Cosmology and the Zero Point Energy.

Barry John Setterfield



In 1911, Max Planck’s equations indicated the presence of a real energy intrinsic to the vacuum of space. It has become known as the Zero Point Energy (ZPE) because it is present even if the vacuum is cooled to absolute zero, or about -273 degrees Centigrade. The ZPE consists of electromagnetic waves of all wavelengths, and was discovered to control the properties of the vacuum, including its electric permittivity and magnetic permeability. It was proven to exist by Mulliken in 1925, but by then the foundations of Quantum Electro-Dynamics (or QED physics) were being laid. Quantum physics considered the ZPE to be a mere mathematical abstraction with no real physical existence, despite the evidence. In 1962, Louis de Broglie, one of the physicists who had initially supported the QED approach, re-examined the situation.  He suggested that science may have taken a wrong turn in siding with the QED approach.  Since then, an approach that recognized a real, physical ZPE combined with classical physics has been developed. This approach is now called Stochastic Electro-Dynamics or SED physics. SED physics shows the ZPE to be the physical reason behind quantum effects on atoms. 

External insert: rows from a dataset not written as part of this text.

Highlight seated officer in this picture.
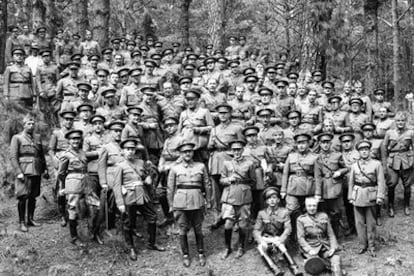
[253,187,301,275]
[296,197,342,276]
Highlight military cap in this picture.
[65,129,83,139]
[322,81,335,89]
[227,59,240,67]
[275,79,289,86]
[76,103,93,113]
[118,67,129,77]
[139,45,149,51]
[89,114,106,124]
[242,67,256,76]
[127,105,144,115]
[263,187,280,200]
[95,68,109,76]
[162,48,174,56]
[88,54,101,61]
[12,48,26,55]
[228,139,246,149]
[256,108,274,116]
[184,63,196,70]
[328,95,342,103]
[178,76,193,84]
[184,88,201,98]
[361,123,377,130]
[242,126,260,136]
[162,116,179,125]
[339,132,355,142]
[244,75,259,82]
[119,138,138,149]
[67,61,80,70]
[131,50,142,58]
[129,67,142,77]
[258,86,273,96]
[356,140,372,150]
[374,88,385,95]
[76,82,92,91]
[287,72,299,80]
[293,132,312,142]
[349,98,364,105]
[59,110,76,119]
[102,48,114,55]
[204,57,216,65]
[101,87,116,98]
[176,141,195,152]
[215,104,233,113]
[286,110,302,119]
[144,59,158,67]
[108,121,125,130]
[318,132,333,141]
[39,48,52,57]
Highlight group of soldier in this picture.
[4,24,414,275]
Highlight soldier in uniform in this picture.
[113,139,165,261]
[253,187,302,275]
[10,115,48,232]
[296,197,342,276]
[207,104,242,229]
[315,133,348,235]
[35,49,60,126]
[348,141,385,257]
[220,140,256,259]
[3,48,36,113]
[384,112,414,217]
[167,142,211,267]
[83,115,105,245]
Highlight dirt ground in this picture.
[0,176,414,276]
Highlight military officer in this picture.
[220,140,256,259]
[10,115,48,232]
[296,197,342,276]
[3,48,36,113]
[384,112,414,217]
[348,140,385,257]
[315,133,348,235]
[167,141,211,267]
[112,139,165,261]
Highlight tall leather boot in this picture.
[27,197,40,227]
[388,188,395,218]
[17,198,27,232]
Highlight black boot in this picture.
[147,223,165,252]
[222,229,233,259]
[388,188,395,218]
[27,198,40,227]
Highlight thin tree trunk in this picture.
[92,0,110,47]
[179,0,191,47]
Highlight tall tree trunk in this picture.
[72,0,89,37]
[179,0,191,47]
[0,0,8,73]
[364,0,380,95]
[206,0,225,49]
[391,0,403,108]
[92,0,110,47]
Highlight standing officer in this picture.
[315,133,348,235]
[384,112,414,217]
[220,140,256,259]
[3,48,36,113]
[113,139,165,261]
[167,142,210,267]
[348,141,385,257]
[10,115,48,232]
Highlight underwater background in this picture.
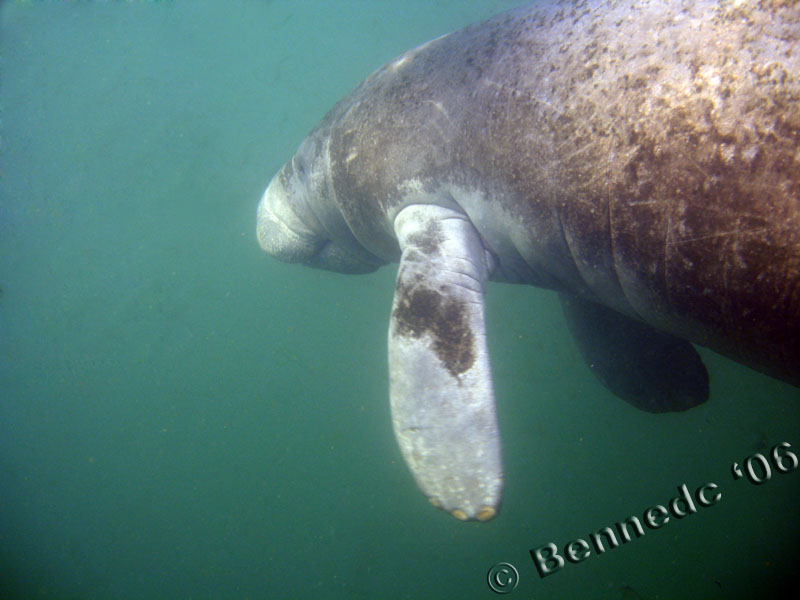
[0,0,800,600]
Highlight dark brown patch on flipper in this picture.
[393,284,475,377]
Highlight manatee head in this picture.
[257,130,386,273]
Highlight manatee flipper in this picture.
[389,204,503,521]
[559,294,708,412]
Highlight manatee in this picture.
[257,0,800,521]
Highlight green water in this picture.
[0,0,800,599]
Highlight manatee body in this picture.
[258,0,800,520]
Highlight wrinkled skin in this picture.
[258,0,800,518]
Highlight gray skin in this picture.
[258,0,800,520]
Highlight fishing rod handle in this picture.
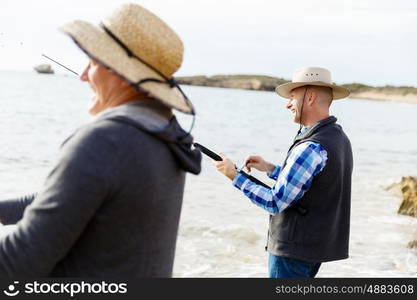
[193,143,223,161]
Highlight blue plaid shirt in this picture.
[233,141,327,214]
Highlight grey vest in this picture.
[267,116,353,262]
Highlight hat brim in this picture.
[275,81,350,100]
[59,20,195,115]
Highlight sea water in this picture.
[0,72,417,277]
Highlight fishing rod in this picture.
[42,54,78,76]
[193,143,271,189]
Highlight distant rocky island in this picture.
[176,75,417,104]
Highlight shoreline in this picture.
[176,75,417,104]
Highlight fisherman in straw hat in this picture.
[214,67,353,278]
[0,4,201,277]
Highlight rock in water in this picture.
[398,176,417,218]
[34,64,54,74]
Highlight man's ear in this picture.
[307,90,317,106]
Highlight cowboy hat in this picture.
[275,67,350,100]
[60,4,195,114]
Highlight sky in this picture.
[0,0,417,86]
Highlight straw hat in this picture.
[275,67,350,100]
[60,4,195,115]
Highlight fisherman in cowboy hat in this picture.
[0,4,201,277]
[214,67,353,278]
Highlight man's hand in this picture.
[245,155,275,173]
[213,153,237,180]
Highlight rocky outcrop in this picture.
[398,176,417,218]
[176,74,417,104]
[34,64,54,74]
[176,75,288,91]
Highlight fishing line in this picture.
[42,54,195,140]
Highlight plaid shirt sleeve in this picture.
[233,141,327,214]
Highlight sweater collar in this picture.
[294,116,337,143]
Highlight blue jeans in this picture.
[268,253,321,278]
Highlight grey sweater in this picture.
[0,100,201,277]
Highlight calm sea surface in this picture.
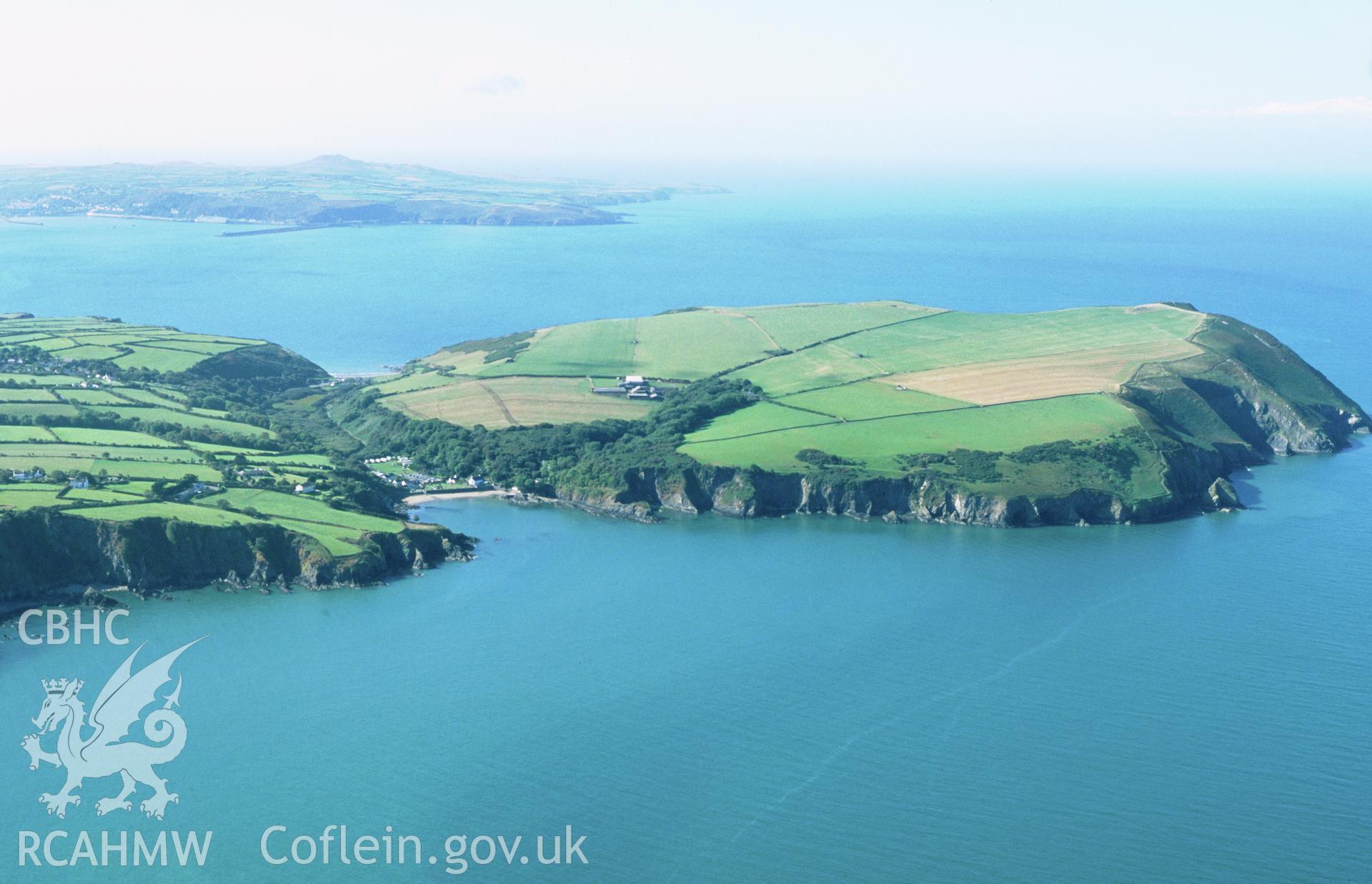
[0,185,1372,881]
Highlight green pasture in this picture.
[679,394,1138,475]
[0,387,60,402]
[204,489,404,537]
[0,402,77,419]
[0,482,66,510]
[46,427,177,449]
[737,301,940,350]
[779,380,968,420]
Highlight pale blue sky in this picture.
[0,0,1372,177]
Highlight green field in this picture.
[680,394,1139,475]
[0,317,265,372]
[49,427,177,447]
[382,377,653,429]
[400,301,1205,450]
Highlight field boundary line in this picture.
[476,380,520,427]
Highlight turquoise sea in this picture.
[0,182,1372,881]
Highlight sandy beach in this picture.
[404,489,510,507]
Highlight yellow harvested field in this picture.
[382,377,653,429]
[874,339,1202,405]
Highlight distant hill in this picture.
[334,301,1368,526]
[0,154,725,227]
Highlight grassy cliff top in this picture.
[376,301,1365,510]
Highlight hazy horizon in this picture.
[0,0,1372,180]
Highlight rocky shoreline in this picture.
[0,510,474,602]
[543,364,1369,527]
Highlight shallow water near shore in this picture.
[0,182,1372,881]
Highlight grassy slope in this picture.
[0,319,403,555]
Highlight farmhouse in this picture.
[592,374,662,399]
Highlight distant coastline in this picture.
[0,155,729,236]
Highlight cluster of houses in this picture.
[9,467,94,489]
[362,456,494,492]
[592,374,662,399]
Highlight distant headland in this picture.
[0,154,727,236]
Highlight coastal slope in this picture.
[0,313,472,601]
[0,155,726,229]
[343,301,1368,526]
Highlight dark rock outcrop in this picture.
[0,510,473,600]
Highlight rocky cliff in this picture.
[0,510,473,600]
[557,324,1369,527]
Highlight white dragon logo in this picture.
[21,638,200,820]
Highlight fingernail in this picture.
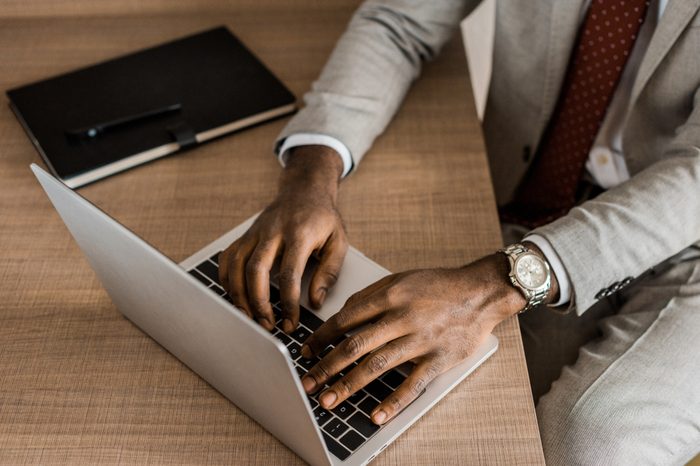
[321,390,338,407]
[257,317,273,330]
[372,409,386,424]
[301,377,316,393]
[301,345,313,359]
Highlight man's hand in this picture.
[302,254,526,424]
[219,146,348,333]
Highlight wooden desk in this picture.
[0,0,543,464]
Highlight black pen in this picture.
[65,103,182,139]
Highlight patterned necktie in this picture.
[500,0,649,228]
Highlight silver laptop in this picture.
[31,164,498,465]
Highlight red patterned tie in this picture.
[501,0,649,228]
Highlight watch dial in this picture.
[515,254,547,290]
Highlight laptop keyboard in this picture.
[189,254,406,460]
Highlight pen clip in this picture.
[64,103,182,140]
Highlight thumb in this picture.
[309,231,348,309]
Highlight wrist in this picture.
[523,241,559,304]
[460,253,527,325]
[278,145,343,204]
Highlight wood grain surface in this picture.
[0,0,543,465]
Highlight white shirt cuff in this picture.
[523,235,571,306]
[277,133,353,178]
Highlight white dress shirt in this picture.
[278,0,668,306]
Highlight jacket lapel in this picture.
[538,0,584,139]
[631,0,700,103]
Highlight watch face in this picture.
[515,254,548,290]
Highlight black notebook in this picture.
[7,27,295,188]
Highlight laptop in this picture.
[31,164,498,465]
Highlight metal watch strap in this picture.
[498,243,549,314]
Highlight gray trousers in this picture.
[503,226,700,465]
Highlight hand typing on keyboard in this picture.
[302,254,536,424]
[219,146,348,333]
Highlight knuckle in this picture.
[386,396,404,413]
[323,270,338,286]
[384,285,405,304]
[278,267,301,286]
[336,377,355,396]
[229,249,245,263]
[245,258,264,275]
[328,311,350,330]
[367,353,389,373]
[342,334,365,358]
[311,361,330,382]
[248,297,268,314]
[408,375,430,396]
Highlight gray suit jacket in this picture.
[278,0,700,314]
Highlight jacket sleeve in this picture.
[533,85,700,315]
[275,0,479,165]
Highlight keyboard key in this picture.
[323,417,348,438]
[340,430,365,451]
[365,380,393,400]
[348,413,379,438]
[287,342,301,361]
[289,325,311,343]
[381,370,406,389]
[357,396,379,416]
[189,269,211,287]
[314,406,333,427]
[197,261,219,284]
[323,432,350,460]
[209,285,226,296]
[299,307,323,332]
[297,357,320,371]
[270,286,280,304]
[348,390,367,405]
[275,330,292,346]
[333,401,355,419]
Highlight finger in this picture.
[371,358,443,425]
[225,240,257,318]
[245,238,281,330]
[319,336,419,409]
[219,242,236,293]
[302,319,405,393]
[278,238,314,333]
[309,230,348,309]
[301,288,390,358]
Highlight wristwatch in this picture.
[498,243,552,313]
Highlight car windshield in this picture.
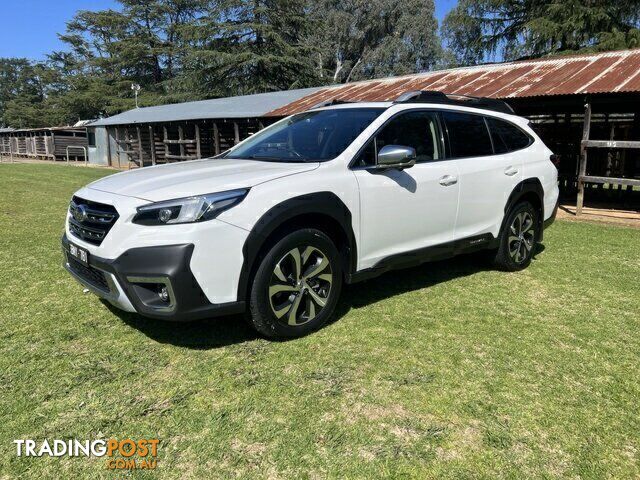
[225,108,384,162]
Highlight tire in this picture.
[494,202,541,272]
[249,228,342,339]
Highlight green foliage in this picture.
[0,0,440,127]
[312,0,441,83]
[442,0,640,65]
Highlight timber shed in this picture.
[0,126,87,160]
[87,88,318,168]
[266,49,640,212]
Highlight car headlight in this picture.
[133,188,249,225]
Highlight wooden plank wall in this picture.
[108,119,274,168]
[0,129,87,160]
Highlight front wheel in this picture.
[494,202,541,272]
[249,228,342,338]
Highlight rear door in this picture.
[441,110,522,240]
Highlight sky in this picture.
[0,0,457,60]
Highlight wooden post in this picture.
[115,127,122,168]
[195,123,202,158]
[213,122,220,155]
[136,125,144,167]
[178,125,185,160]
[576,103,591,215]
[149,125,156,165]
[104,127,113,167]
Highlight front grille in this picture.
[69,197,118,245]
[67,255,110,293]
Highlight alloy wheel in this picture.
[507,212,536,264]
[269,246,333,326]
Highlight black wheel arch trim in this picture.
[498,177,544,241]
[237,192,357,301]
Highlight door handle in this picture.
[440,175,458,187]
[504,165,518,177]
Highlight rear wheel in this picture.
[494,202,540,272]
[249,229,342,338]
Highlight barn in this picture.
[0,49,640,211]
[87,88,318,168]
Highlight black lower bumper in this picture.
[62,235,245,321]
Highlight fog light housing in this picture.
[158,285,171,303]
[127,277,176,312]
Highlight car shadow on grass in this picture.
[109,244,544,350]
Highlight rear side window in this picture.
[487,117,531,153]
[442,112,493,158]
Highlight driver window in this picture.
[355,112,442,167]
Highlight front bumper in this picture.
[62,234,245,321]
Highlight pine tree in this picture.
[442,0,640,65]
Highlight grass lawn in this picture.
[0,164,640,479]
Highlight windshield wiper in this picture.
[236,155,312,163]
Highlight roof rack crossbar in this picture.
[309,98,355,110]
[393,90,515,114]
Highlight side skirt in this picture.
[346,233,498,283]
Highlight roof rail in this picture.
[393,90,515,115]
[309,98,355,110]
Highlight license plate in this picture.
[69,243,89,267]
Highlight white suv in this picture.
[62,92,558,337]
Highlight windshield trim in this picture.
[225,106,389,163]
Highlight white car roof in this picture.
[312,102,529,125]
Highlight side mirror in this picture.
[376,145,416,170]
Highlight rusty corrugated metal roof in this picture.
[265,49,640,116]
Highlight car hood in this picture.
[88,158,319,202]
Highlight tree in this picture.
[184,0,319,97]
[442,0,640,65]
[313,0,441,83]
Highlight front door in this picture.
[352,111,459,270]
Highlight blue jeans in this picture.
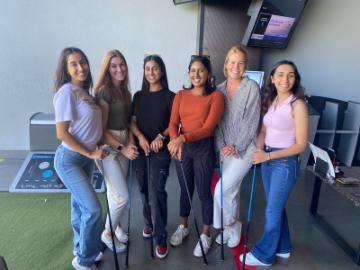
[54,146,102,266]
[251,146,299,264]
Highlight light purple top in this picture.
[263,95,295,148]
[53,83,102,150]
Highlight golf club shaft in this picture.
[95,160,120,270]
[125,160,133,268]
[146,153,155,259]
[242,165,256,270]
[219,159,225,261]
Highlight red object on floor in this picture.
[211,169,256,270]
[231,235,256,270]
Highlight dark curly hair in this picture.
[261,60,305,119]
[183,55,216,96]
[54,47,93,93]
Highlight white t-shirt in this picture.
[53,83,102,150]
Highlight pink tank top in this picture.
[263,95,295,148]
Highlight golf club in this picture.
[219,156,225,261]
[240,165,256,270]
[95,159,120,270]
[179,160,207,264]
[125,160,133,268]
[146,153,155,259]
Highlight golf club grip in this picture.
[241,222,250,270]
[125,242,130,268]
[241,249,247,270]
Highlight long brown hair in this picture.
[94,50,131,107]
[261,60,305,119]
[54,47,93,93]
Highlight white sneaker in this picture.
[73,249,104,262]
[115,226,129,244]
[226,221,242,248]
[215,228,230,245]
[71,257,98,270]
[170,224,190,246]
[194,233,212,257]
[101,232,126,253]
[275,252,290,259]
[239,252,271,266]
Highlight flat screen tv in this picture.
[242,0,308,49]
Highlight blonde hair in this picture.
[94,50,131,99]
[223,45,248,77]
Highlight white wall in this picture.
[0,0,199,150]
[262,0,360,102]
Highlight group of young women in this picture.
[53,46,307,269]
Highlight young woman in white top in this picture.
[53,47,108,270]
[94,50,138,252]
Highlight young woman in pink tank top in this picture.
[239,60,308,266]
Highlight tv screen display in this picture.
[243,0,307,49]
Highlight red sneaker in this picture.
[143,226,152,238]
[155,245,168,259]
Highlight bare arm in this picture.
[131,115,150,155]
[256,124,266,150]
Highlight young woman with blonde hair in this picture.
[94,50,138,252]
[214,46,260,248]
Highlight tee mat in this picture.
[9,152,105,193]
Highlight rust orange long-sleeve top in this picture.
[169,90,224,142]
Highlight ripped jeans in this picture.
[251,146,299,264]
[138,149,171,245]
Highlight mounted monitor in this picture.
[242,0,308,49]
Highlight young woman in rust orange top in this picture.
[168,56,224,257]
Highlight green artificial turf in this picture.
[0,192,105,270]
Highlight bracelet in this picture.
[158,133,166,141]
[116,143,125,151]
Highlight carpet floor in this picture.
[0,192,105,270]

This study examines the origin of the ZPE in accord with known physical principles. Data and theory both suggest its strength should increase over the lifetime of the cosmos. The effects of a varying ZPE on atoms and atomic constants, such as Planck’s constant, h, the speed of light, c , and the rest-masses of atomic particles, m is explored. The rate of ticking of atomic clocks, including radiometric clocks and their decay rates, can also be shown to be affected by the Zero Point Energy, whereas orbital clocks (gravity-based) are not.

SED physicists have demonstrated that the ZPE maintains the atomic orbits of electrons throughout the cosmos. An increasing ZPE strength means all atomic orbits will become more energetic, resulting in all light emitted from atoms also becoming more energetic, or bluer, with time. This gives a clear explanation for the increasing red shifts which are seen in progressively more distant galaxies (the farther out we look, the further back in time we are seeing).

Changes in the Zero Point Energy through time also mean alteration of the electric and magnetic properties of the vacuum. This has implications for both plasma physics and astronomy. It is shown that plasma interactions were more rapid when the ZPE strength was lower. In almost all cosmological models, the universe is considered to have begun as plasma.  Standard astronomy says gravity began to act once neutral atoms appeared, and then vast amounts of time are needed to form galaxies and stars and planets.  However, even today, our telescopes show that plasma comprises 99% of the universe. Therefore, using plasma physics, the rates of galaxy, star and planet formation can be shown to have been much more rapid in the early cosmos. This may resolve some astronomical anomalies found at the frontiers of the universe.

An increasing ZPE also has implications for planetary geology, as well as giving a reason for gigantism in Earth’s fossil record. In all fauna, bio-electro-magnetism governs the rate of transmission of nerve impulses, which are effectively electric currents. When the ZPE was low, all electric currents, and hence nerve impulses, flowed more rapidly. This allowed larger faunal types, such as dinosaurs, to be very efficient creatures. As the ZPE increased, this efficiency was lost and only smaller varieties survived.  Because of the Zero Point Energy’s effect upon light itself, photosynthesis was also much more efficient, allowing the gigantism we see in plant fossils.

Finally, many of relativity’s predictions follow logically from the presence of a real ZPE. The concepts are intuitive and can be formulated with simple mathematics. This approach has the advantage that the restrictive postulates of relativity are not needed to achieve the same results. The real, physical ZPE is thus seen to be the common factor that unites a number of branches of science.